本人達が「Big Audio Dynamiteにヒントを得た」と語っている通り、
あらゆる国や時代の多彩でモダンなダンス・ビートと、ロックンロールや
ソウルのクラシックを彷彿させるメロディや楽器の音が好対照を
描きながら同居している。アルバムを通して今まで以上に多様な
曲が並び、全然飽きさせない。さらにこの人たちの特徴として、
一曲ごと、そしてアルバム全体を通して様々なストーリーを感じさせてくれる
ところがあるが、その特徴は今作においても全く損なわれていない。
それどころか、歌詞だけでなく声や音やリズムを通して、こんなにひりひりと
誰かの人生の一場面を、自分の人生で起こったことみたいに感じさせてしまう
音楽があるだろうか。
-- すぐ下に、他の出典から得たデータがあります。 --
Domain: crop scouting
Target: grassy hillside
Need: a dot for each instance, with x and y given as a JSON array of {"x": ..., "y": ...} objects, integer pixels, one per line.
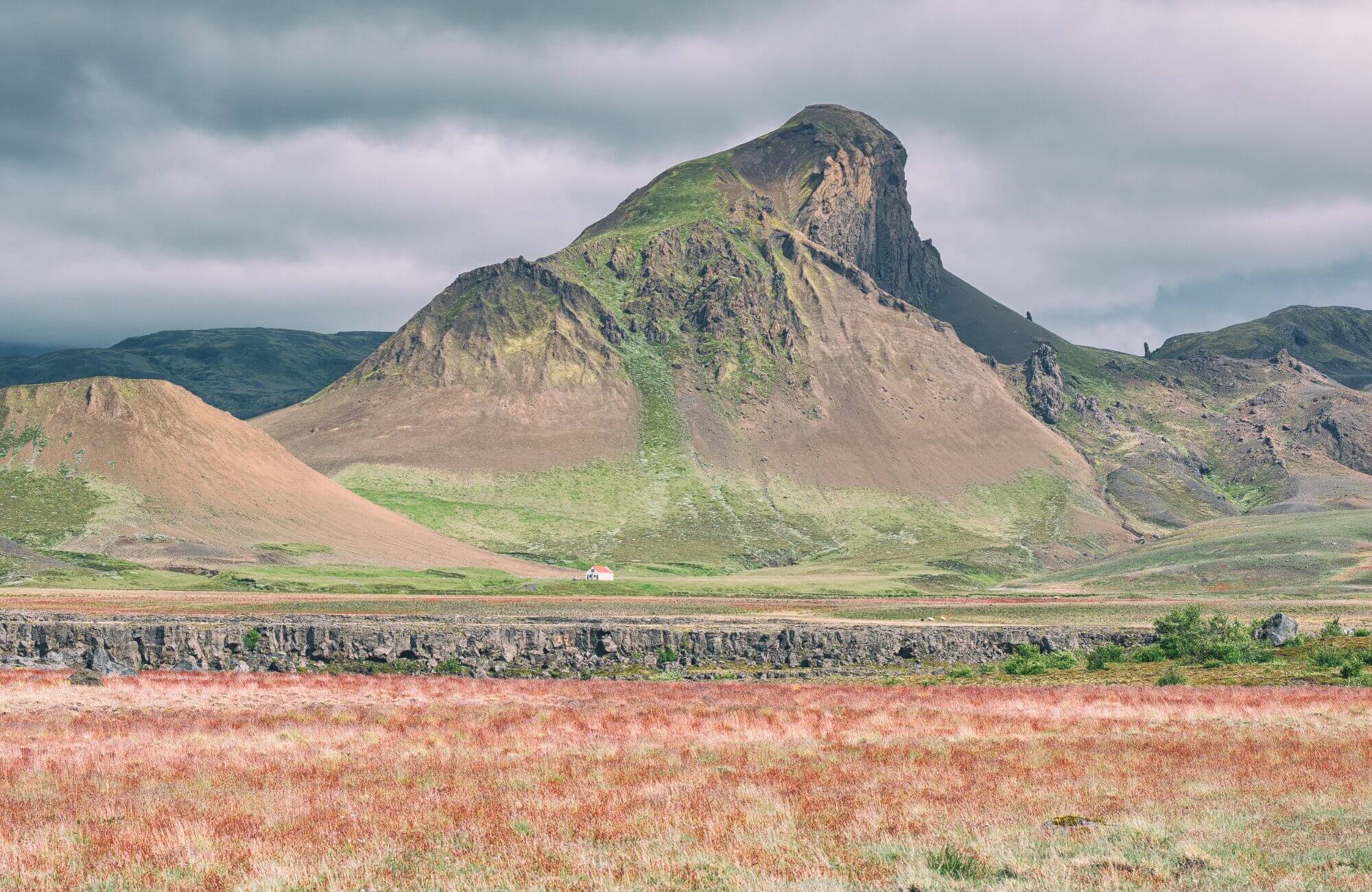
[
  {"x": 751, "y": 322},
  {"x": 244, "y": 371},
  {"x": 1294, "y": 554},
  {"x": 1334, "y": 340}
]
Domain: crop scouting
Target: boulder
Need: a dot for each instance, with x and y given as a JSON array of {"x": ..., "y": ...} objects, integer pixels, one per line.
[{"x": 1277, "y": 631}]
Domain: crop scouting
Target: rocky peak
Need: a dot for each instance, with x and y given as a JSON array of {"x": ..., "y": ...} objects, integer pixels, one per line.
[{"x": 840, "y": 178}]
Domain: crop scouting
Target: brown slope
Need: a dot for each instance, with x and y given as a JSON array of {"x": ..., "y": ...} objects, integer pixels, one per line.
[
  {"x": 779, "y": 290},
  {"x": 212, "y": 486},
  {"x": 891, "y": 399},
  {"x": 510, "y": 368}
]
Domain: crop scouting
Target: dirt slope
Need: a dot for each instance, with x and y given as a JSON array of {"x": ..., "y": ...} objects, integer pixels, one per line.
[
  {"x": 183, "y": 481},
  {"x": 743, "y": 326}
]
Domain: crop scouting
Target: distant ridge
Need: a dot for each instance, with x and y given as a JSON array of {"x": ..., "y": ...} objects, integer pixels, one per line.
[
  {"x": 244, "y": 371},
  {"x": 1334, "y": 340},
  {"x": 147, "y": 471}
]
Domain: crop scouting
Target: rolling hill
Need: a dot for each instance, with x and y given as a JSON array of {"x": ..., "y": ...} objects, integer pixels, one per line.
[
  {"x": 1334, "y": 340},
  {"x": 735, "y": 368},
  {"x": 244, "y": 371},
  {"x": 146, "y": 471}
]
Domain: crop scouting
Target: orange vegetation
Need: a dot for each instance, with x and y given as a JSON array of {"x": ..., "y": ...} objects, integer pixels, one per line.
[{"x": 327, "y": 783}]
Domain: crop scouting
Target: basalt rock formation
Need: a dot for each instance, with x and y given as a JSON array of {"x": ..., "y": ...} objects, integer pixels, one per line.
[
  {"x": 737, "y": 340},
  {"x": 1043, "y": 384},
  {"x": 552, "y": 647}
]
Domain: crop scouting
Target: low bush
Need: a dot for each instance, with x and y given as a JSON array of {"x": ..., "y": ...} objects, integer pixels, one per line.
[
  {"x": 1021, "y": 665},
  {"x": 1104, "y": 655},
  {"x": 1061, "y": 661},
  {"x": 958, "y": 864},
  {"x": 1185, "y": 635},
  {"x": 1326, "y": 658},
  {"x": 1172, "y": 677}
]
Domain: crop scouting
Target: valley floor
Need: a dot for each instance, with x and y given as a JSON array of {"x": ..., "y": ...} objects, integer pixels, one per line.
[{"x": 270, "y": 782}]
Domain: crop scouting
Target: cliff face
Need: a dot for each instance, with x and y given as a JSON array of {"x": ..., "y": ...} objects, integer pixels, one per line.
[
  {"x": 120, "y": 646},
  {"x": 743, "y": 327},
  {"x": 854, "y": 171}
]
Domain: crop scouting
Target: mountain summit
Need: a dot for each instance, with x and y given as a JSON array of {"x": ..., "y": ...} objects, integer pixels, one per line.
[{"x": 733, "y": 353}]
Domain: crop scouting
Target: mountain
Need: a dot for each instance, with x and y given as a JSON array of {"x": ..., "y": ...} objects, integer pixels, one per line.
[
  {"x": 1334, "y": 340},
  {"x": 735, "y": 368},
  {"x": 244, "y": 371},
  {"x": 147, "y": 471}
]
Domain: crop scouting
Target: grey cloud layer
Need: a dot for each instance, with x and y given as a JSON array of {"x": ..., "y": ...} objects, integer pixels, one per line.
[{"x": 333, "y": 165}]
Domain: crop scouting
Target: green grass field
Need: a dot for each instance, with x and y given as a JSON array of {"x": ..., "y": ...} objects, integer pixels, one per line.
[{"x": 1296, "y": 554}]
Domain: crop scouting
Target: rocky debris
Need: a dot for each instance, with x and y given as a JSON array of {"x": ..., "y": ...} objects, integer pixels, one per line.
[
  {"x": 1337, "y": 429},
  {"x": 515, "y": 647},
  {"x": 87, "y": 679},
  {"x": 695, "y": 278},
  {"x": 1277, "y": 631},
  {"x": 1087, "y": 406},
  {"x": 1166, "y": 486},
  {"x": 1043, "y": 384},
  {"x": 858, "y": 205}
]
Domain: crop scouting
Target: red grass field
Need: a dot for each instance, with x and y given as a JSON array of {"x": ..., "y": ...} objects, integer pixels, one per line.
[{"x": 344, "y": 783}]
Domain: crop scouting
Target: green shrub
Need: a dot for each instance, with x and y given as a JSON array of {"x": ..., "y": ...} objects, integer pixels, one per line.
[
  {"x": 1104, "y": 655},
  {"x": 1185, "y": 635},
  {"x": 452, "y": 666},
  {"x": 1326, "y": 658},
  {"x": 1061, "y": 661},
  {"x": 1021, "y": 665},
  {"x": 1172, "y": 677},
  {"x": 957, "y": 864}
]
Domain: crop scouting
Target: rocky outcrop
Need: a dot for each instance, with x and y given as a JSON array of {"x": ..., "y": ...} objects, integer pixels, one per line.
[
  {"x": 1340, "y": 430},
  {"x": 860, "y": 207},
  {"x": 1277, "y": 631},
  {"x": 552, "y": 647},
  {"x": 1043, "y": 384}
]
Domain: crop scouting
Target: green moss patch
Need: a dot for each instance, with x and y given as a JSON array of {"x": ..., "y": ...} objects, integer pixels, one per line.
[{"x": 43, "y": 508}]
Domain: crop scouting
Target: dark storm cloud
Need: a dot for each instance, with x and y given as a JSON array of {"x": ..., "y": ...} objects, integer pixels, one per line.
[{"x": 331, "y": 165}]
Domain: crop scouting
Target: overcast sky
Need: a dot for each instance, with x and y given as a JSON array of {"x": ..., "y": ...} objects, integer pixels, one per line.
[{"x": 1124, "y": 171}]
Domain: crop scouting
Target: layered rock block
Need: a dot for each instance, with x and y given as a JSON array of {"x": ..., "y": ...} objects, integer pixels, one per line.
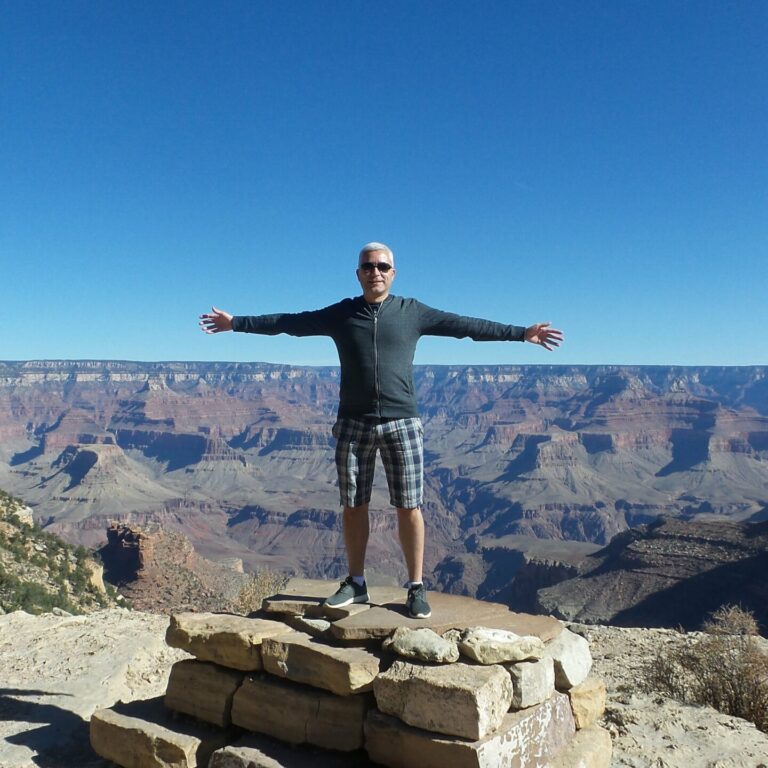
[
  {"x": 300, "y": 714},
  {"x": 473, "y": 686},
  {"x": 202, "y": 690},
  {"x": 588, "y": 701}
]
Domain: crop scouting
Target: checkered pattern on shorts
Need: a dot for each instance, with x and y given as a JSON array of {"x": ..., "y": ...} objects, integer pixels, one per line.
[{"x": 401, "y": 444}]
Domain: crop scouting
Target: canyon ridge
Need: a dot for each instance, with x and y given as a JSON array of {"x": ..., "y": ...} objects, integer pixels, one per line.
[{"x": 529, "y": 469}]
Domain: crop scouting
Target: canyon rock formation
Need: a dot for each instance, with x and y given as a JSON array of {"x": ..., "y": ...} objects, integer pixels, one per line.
[{"x": 239, "y": 458}]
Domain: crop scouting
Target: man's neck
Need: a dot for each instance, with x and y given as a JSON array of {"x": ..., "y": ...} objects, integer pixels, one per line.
[{"x": 376, "y": 299}]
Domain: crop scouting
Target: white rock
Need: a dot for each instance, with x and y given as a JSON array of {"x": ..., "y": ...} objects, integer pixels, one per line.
[
  {"x": 533, "y": 682},
  {"x": 496, "y": 646},
  {"x": 572, "y": 658}
]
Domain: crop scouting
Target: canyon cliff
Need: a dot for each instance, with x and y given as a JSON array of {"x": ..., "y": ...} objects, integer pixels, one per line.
[{"x": 239, "y": 457}]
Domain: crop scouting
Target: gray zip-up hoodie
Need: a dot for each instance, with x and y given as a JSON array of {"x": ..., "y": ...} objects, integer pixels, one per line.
[{"x": 376, "y": 349}]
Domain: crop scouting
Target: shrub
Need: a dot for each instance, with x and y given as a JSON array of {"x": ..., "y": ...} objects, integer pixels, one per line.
[
  {"x": 259, "y": 585},
  {"x": 724, "y": 667}
]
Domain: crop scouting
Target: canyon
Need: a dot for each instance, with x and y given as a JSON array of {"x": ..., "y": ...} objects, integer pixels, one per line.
[{"x": 529, "y": 469}]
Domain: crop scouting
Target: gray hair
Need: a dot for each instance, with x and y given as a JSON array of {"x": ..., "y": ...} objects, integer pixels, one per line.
[{"x": 371, "y": 247}]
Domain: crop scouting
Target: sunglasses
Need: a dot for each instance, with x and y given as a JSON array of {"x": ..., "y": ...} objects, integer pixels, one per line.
[{"x": 369, "y": 266}]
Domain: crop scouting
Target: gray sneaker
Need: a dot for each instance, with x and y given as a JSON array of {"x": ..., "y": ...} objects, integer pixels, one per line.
[
  {"x": 348, "y": 593},
  {"x": 416, "y": 603}
]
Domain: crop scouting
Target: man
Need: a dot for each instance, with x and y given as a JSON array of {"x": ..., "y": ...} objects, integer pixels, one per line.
[{"x": 376, "y": 335}]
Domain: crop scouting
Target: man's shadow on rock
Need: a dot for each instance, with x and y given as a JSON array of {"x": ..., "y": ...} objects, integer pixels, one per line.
[{"x": 62, "y": 739}]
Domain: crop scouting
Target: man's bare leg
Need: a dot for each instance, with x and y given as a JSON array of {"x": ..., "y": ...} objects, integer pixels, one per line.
[
  {"x": 410, "y": 526},
  {"x": 356, "y": 528}
]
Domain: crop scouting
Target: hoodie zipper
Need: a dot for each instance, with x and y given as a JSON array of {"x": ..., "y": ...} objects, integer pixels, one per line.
[{"x": 377, "y": 382}]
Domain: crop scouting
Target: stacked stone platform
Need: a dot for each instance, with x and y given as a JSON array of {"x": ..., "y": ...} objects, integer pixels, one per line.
[{"x": 298, "y": 684}]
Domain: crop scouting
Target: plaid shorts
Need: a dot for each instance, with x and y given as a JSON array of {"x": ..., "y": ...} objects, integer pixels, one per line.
[{"x": 401, "y": 443}]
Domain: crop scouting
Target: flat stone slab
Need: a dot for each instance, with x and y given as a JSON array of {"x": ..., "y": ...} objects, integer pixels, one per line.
[
  {"x": 225, "y": 639},
  {"x": 545, "y": 628},
  {"x": 142, "y": 734},
  {"x": 306, "y": 597},
  {"x": 304, "y": 659},
  {"x": 448, "y": 612},
  {"x": 589, "y": 748},
  {"x": 203, "y": 690},
  {"x": 299, "y": 714},
  {"x": 463, "y": 700},
  {"x": 423, "y": 644},
  {"x": 588, "y": 701},
  {"x": 529, "y": 738}
]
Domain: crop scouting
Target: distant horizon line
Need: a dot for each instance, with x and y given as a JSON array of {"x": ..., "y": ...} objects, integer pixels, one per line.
[{"x": 94, "y": 360}]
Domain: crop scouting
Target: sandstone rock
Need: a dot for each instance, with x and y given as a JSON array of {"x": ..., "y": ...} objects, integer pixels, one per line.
[
  {"x": 423, "y": 644},
  {"x": 572, "y": 658},
  {"x": 335, "y": 613},
  {"x": 545, "y": 628},
  {"x": 588, "y": 701},
  {"x": 256, "y": 751},
  {"x": 320, "y": 628},
  {"x": 300, "y": 714},
  {"x": 303, "y": 659},
  {"x": 448, "y": 612},
  {"x": 225, "y": 639},
  {"x": 525, "y": 739},
  {"x": 458, "y": 699},
  {"x": 306, "y": 597},
  {"x": 589, "y": 748},
  {"x": 203, "y": 690},
  {"x": 532, "y": 681},
  {"x": 143, "y": 737},
  {"x": 496, "y": 646}
]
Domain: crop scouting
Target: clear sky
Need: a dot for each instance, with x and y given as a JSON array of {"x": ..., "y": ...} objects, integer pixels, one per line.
[{"x": 600, "y": 165}]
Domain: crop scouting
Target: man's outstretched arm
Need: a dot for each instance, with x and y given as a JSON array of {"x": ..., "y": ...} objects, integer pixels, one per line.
[
  {"x": 216, "y": 321},
  {"x": 543, "y": 335}
]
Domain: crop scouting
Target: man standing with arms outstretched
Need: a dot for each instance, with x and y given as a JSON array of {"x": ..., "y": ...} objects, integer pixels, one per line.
[{"x": 376, "y": 335}]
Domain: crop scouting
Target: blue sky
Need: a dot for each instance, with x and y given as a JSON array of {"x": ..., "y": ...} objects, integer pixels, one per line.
[{"x": 599, "y": 165}]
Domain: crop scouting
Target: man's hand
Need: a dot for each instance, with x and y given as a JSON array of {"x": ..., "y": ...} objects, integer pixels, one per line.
[
  {"x": 216, "y": 322},
  {"x": 543, "y": 335}
]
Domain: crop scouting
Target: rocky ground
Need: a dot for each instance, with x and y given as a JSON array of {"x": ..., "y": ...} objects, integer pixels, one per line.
[{"x": 56, "y": 670}]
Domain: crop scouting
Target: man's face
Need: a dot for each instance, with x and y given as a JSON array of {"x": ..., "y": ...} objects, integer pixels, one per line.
[{"x": 374, "y": 282}]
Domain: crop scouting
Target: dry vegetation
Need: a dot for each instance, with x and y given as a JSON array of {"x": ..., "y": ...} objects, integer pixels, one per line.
[
  {"x": 259, "y": 585},
  {"x": 39, "y": 572},
  {"x": 725, "y": 667}
]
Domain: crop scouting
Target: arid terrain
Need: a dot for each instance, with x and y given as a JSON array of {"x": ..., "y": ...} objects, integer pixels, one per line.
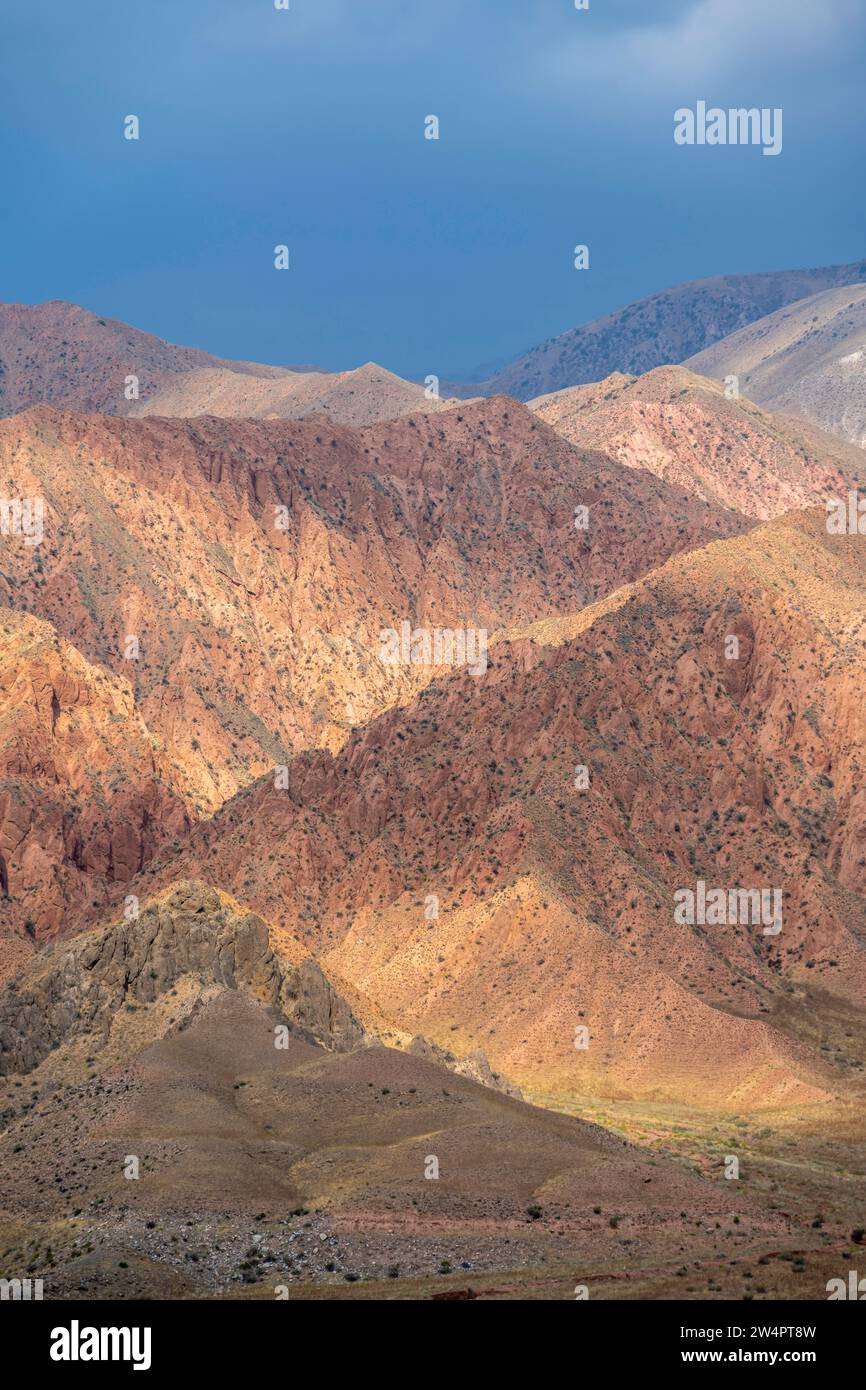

いやない。
全曲最高です。1曲目から熱く暑苦しい漢のロックンロール全開。
ハウス、ヒップホップ、ソウル、レゲエ、その他中東風のリズムなどが混在する
今作は、世界にはこんなに踊るための、生きるためのリズムがあるんだぜ、
と投げかけてくるかのよう。踊るしかない。
最後の「キラー・サウンズ」はバンド史上最高の名曲だと思う。
こんなに暑苦しいのに、最後はなぜか涼しく爽やかな気分になるのは不思議。
ボーナストラックは弾き語りなど、ちょっとリラックスした
ハード・ファイの一面が楽しめるので、ファンは迷わず買いです。